Que bom foi lembrar desse texto que você escreveu, e poder encará-lo num momento diferente, distanciado das linhas tocquevillianas que me eram tão caras quando fiquei de cara com a estrutura desse texto pela primeira vez : contrastes textuais sutis pra revelar contrastes gritantes entre o nosso país e aquele ao qual somos construímos à imagem e semelhança.

Se a liberdade americana é uma calça jeans surrada, e a brasileira talvez se aproximasse, no máximo, de um par de havaianas, confesso que chego ao fim do texto - talvez por causa do "ou não" - tal qual Caetano: confuso a respeito da própria identidade. Só me agarro, enfim, a um ponto: se não sabemos de onde vimos e quem somos, podemos ao menos torcer o nariz praquilo que não desejamos ser.

Samantha Abreu disse...

esse texto é inspirador... sinceramente.. além de outros adjetivos como: forte, inteligente e intrigante.
Parabéns!

Ah! e quanto à apropriação indébita: tá mais que autorizado!
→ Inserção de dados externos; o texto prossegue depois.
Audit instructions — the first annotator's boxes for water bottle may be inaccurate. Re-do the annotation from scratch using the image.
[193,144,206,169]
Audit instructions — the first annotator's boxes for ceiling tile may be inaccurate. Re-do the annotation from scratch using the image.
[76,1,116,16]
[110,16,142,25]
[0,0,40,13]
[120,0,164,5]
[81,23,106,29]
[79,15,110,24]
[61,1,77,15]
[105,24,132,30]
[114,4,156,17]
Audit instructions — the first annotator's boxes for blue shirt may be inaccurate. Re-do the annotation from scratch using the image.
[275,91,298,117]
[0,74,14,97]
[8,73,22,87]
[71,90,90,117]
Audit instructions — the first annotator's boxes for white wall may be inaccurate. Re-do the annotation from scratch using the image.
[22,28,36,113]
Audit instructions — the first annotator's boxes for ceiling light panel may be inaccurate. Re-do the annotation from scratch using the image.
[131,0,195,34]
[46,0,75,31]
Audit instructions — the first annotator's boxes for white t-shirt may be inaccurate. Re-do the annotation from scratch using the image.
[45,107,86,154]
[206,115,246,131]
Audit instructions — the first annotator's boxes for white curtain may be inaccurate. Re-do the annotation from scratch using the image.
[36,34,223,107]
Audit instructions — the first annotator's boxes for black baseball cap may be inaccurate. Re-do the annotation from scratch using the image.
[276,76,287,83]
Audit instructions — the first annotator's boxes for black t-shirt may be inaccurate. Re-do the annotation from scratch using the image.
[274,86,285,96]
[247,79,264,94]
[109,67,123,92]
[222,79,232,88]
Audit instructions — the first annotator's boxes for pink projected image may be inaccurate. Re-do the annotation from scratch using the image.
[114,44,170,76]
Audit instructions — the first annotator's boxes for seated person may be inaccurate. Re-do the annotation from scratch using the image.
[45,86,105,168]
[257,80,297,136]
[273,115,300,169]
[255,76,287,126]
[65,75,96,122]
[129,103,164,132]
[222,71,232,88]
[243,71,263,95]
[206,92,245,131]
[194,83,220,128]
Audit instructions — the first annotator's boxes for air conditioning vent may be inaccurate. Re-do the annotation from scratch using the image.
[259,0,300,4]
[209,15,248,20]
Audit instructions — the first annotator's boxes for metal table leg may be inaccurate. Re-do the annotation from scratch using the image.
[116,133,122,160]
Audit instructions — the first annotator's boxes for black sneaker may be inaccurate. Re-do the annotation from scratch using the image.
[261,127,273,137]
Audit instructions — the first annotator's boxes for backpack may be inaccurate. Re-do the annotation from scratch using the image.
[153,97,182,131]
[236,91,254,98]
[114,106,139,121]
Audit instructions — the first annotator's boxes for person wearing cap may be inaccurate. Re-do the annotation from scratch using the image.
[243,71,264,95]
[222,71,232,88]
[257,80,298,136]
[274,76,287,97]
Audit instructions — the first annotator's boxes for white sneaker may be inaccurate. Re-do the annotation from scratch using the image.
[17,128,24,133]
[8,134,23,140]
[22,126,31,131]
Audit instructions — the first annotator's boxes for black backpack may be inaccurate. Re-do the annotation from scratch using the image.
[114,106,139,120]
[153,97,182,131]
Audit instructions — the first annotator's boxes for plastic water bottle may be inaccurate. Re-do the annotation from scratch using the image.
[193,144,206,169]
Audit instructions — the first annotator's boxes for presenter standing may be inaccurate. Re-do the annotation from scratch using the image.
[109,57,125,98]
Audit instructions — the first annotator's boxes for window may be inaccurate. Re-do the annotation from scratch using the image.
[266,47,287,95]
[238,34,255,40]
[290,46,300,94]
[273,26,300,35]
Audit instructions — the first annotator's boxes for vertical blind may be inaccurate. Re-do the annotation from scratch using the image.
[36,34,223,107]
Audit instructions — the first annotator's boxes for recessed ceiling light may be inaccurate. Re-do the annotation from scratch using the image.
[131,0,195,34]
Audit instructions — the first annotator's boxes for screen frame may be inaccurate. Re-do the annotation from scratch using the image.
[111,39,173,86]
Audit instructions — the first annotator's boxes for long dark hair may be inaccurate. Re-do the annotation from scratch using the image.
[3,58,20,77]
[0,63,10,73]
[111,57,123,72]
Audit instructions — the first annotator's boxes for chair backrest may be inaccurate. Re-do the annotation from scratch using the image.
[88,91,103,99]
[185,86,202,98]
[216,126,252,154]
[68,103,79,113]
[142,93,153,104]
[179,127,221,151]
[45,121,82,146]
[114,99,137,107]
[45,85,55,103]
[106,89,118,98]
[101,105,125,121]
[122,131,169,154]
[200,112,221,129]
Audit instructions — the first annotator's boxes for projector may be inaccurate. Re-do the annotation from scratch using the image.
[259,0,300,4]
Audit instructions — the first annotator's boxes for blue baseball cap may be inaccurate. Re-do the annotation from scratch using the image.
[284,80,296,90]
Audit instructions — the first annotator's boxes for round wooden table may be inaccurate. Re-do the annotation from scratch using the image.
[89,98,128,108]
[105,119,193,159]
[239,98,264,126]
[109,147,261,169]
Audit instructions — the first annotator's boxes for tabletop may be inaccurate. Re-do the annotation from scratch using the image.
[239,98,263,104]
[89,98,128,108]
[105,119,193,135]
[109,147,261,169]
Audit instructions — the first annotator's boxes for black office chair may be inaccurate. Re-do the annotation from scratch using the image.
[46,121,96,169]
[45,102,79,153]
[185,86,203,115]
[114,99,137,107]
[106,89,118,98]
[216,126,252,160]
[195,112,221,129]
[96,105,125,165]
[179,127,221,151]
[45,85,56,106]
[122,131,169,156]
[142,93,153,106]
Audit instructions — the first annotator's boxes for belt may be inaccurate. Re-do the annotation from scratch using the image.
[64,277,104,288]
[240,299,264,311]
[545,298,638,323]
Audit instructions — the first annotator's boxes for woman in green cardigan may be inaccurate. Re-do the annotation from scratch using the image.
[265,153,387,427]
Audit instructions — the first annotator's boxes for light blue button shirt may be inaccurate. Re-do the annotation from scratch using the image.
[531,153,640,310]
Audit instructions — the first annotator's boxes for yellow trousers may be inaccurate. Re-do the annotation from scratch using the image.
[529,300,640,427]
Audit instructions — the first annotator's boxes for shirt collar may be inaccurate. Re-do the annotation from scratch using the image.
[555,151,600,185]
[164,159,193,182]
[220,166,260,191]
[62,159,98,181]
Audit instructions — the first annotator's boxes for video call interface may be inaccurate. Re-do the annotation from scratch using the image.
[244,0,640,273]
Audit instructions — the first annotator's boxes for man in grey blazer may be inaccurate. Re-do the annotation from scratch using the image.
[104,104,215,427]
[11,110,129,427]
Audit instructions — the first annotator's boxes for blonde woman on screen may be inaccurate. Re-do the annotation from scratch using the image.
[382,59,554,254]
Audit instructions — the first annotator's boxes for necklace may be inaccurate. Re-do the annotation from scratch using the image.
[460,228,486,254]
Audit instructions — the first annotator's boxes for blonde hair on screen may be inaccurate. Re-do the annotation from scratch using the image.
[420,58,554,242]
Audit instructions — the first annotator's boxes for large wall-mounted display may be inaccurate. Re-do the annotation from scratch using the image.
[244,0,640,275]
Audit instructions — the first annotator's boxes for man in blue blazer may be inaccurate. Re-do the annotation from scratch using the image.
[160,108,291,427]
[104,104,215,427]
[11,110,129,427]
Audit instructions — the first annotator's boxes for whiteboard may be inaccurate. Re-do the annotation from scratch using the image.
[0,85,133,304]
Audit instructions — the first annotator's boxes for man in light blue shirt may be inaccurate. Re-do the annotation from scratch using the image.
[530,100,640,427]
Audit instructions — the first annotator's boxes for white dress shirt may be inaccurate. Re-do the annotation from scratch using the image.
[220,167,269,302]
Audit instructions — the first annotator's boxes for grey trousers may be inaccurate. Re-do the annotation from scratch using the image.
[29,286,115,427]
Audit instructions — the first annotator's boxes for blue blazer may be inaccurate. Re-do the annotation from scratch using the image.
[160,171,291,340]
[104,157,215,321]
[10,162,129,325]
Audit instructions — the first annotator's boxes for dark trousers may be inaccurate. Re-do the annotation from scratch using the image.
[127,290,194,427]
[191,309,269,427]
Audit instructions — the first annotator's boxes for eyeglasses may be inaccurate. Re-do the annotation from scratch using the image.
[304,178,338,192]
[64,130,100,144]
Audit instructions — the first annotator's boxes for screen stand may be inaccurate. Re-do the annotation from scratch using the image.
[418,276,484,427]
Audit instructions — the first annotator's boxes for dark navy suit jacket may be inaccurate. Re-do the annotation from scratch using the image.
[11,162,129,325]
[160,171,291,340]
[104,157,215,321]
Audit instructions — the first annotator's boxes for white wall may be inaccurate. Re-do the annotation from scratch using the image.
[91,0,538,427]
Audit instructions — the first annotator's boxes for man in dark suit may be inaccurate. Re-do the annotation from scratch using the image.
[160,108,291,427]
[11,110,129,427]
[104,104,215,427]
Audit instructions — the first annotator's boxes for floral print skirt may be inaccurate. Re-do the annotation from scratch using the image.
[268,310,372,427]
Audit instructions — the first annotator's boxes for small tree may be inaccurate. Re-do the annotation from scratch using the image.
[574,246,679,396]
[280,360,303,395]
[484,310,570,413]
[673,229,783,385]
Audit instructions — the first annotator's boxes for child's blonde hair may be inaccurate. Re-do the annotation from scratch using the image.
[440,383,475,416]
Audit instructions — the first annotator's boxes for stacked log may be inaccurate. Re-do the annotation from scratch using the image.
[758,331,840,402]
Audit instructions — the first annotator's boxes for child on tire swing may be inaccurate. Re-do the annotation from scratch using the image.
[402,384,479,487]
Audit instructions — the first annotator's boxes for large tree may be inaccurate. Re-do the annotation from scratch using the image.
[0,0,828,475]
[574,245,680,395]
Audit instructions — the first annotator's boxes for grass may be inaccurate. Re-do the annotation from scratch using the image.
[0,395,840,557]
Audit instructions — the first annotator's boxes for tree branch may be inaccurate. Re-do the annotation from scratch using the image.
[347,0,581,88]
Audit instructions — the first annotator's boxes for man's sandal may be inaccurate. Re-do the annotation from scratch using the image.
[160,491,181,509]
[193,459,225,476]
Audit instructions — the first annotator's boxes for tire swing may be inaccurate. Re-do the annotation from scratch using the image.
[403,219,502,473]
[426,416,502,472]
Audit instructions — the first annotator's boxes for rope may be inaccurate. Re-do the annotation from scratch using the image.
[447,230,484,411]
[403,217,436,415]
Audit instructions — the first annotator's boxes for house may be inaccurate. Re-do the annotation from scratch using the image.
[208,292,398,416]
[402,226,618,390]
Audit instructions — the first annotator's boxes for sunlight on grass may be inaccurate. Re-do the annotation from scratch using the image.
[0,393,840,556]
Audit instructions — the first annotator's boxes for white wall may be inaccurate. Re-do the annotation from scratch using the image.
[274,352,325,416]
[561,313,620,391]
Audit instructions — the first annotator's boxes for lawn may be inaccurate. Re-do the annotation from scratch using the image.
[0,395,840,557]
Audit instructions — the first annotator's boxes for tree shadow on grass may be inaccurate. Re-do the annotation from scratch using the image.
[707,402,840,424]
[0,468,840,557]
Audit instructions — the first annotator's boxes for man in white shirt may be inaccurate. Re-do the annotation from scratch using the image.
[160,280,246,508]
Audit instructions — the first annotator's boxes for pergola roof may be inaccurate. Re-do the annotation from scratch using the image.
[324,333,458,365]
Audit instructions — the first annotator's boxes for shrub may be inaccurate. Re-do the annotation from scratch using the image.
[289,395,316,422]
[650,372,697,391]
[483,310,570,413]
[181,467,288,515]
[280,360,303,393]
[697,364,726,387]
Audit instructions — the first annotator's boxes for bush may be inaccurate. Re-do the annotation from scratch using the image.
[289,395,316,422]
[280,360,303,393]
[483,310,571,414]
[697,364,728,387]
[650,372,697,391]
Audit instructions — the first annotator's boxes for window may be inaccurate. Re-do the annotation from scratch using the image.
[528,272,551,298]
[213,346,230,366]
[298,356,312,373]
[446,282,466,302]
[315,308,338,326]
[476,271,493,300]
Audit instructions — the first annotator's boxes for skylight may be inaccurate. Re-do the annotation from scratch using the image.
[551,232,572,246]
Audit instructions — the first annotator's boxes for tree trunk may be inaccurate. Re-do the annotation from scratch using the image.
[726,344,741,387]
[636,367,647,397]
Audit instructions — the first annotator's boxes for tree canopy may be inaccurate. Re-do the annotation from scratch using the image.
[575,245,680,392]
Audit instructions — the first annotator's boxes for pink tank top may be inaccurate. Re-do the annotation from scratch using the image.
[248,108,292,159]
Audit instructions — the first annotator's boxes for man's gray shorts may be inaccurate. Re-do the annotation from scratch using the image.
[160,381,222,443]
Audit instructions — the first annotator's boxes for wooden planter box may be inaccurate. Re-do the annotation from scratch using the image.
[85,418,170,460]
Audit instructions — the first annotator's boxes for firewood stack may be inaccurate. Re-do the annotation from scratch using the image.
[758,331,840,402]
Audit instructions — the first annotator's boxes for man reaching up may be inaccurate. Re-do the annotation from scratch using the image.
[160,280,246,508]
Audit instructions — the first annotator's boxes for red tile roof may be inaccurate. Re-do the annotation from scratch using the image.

um beijo, e muito obrigada por tudo!

Henrique Santos Pakkatto disse...

QUE MARAVILHOSO TEXTO!!!
A estrutura perfeita o discurso contundente e a reflexão ácida dignas dos grandes escritores.
Evoé!

Diogo Lyra disse...

Obrigado pessoal, vocês são sempre muito generosos nos elogios. A nota curiosa sobre esse texto é que ele era a "base lírica" do meu antigo projeto de tese - que jamais conseguiu ser devidamente "traduzido" para o academiquês e, portanto, foi abandonado ao léu do céu lúdico...

Anônimo disse...

Ótimo texto!
Sua análise da América e o mito da democracia, me fez lembrar de um texto de Sartre sobre "Os Americanos e Seus Mitos". Segue um trecho:
"Talvez em nenhum outro lugar você encontre tal discrepância entre povo e mito, entre vida e representação da vida. Um americano me disse em Berna: 'O problema é que somos todos consumidos pelo medo de sermos menos americanos que nossos vizinhos'. Eu aceito esta explicação: ela mostra que o americanismo não é meramente um mito que a propaganda inteligente coloca na cabeça das pessoas, mas algo que cada americano continuamente reinventa em seu cotidiano (...) A angústia do norte-americano confrontada com o americanismo é uma angústia ambivalente, como se estivesse perguntando: 'Sou americano o suficiente?'".

Diogo Lyra disse...

Ora bolas Dida, estou sorrindo de uma orelha à outra...
Obrigado por sempre trazer grandes contribuições para este quintalzinho...

Obladi-Obladá disse...

Ei, querido... só posso dizer uma parada... FANTÁSTICO!
Faço coro ao Henrique: digno dos grandes escritores!
saravá!

lavignia ocarro disse...

é tudo - ou nada - uma questão de fé.

lindo texto.

Diogo Lyra disse...

Muito obrigado mesmo galera. Esse é um daqueles textos tipicamente meio chatos e eu pensava até que ninguém iria ler!!! Que boa surpresa!!!

blah disse...

Diogo,

Teu estilo lúdico desperta em mim o poeta adormecido... Alimentas essa parte de mim mesmo, tão pouco desenvolvida no engenheiro habituado e até castrado pela estrutura lógica e matemática de pensar... Me faz sonhar, quando, às vezes, me diz tudo... Ou ainda acordar, quando, às vezes, me diz nada!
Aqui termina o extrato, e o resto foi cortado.